= Thomas Brand (minister) =

English minister

Thomas Brand (1635–1691) was an English nonconformist minister and divine.

==Life==
Brand was the son of the rector of Leaden Roothing, Essex. He was educated at Bishop's Stortford, Hertfordshire, and Merton College, Oxford. There he studied law, and later entered the Temple.

An acquaintance with Samuel Annesley led Brand to decide to join the ministry. He entered the family of the Lady Dowager Roberts of Glassenbury, Kent, the education of whose four children he superintended. He caused the whole of his salary to be devoted to charity. He soon preached twice every Sunday, and frequently a third time in the evening, at a place two miles distant. He established weekly lectures at several places, and monthly fasts. On the death of the Rev. Mr. Poyntel of Staplehurst, he left Lady Roberts, went to Staplehurst, and was ordained. About two years later he married a widow, by whom he had several children, who all died young.

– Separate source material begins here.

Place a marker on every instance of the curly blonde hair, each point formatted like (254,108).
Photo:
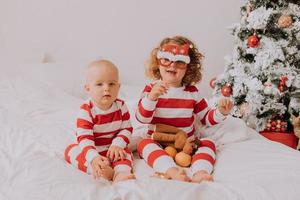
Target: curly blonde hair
(193,73)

He continued at Staplehurst until driven away by persecution. After wanderings he settled near London. He built many meeting-houses, and contributed to their ministers' salaries. He gave away thousands of catechisms and other books, and reprinted twenty thousand of Joseph Alleine's Treatise on Conversion to be given away, altering the title to a Guide to Heaven. He and his friends sold bibles under cost price to all who desired them, provided they did not sell them again. Brand supported children of poor parents, and put them to trades. Jabez Earle, minister of the presbyterian congregation in Hanover Street, London, was one of his protégés. Brand said he ‘would not sell his estate because it was entailed, but he would squeeze it as long as he lived.’

Brand died 1 December 1691, and was buried in Bunhill Fields.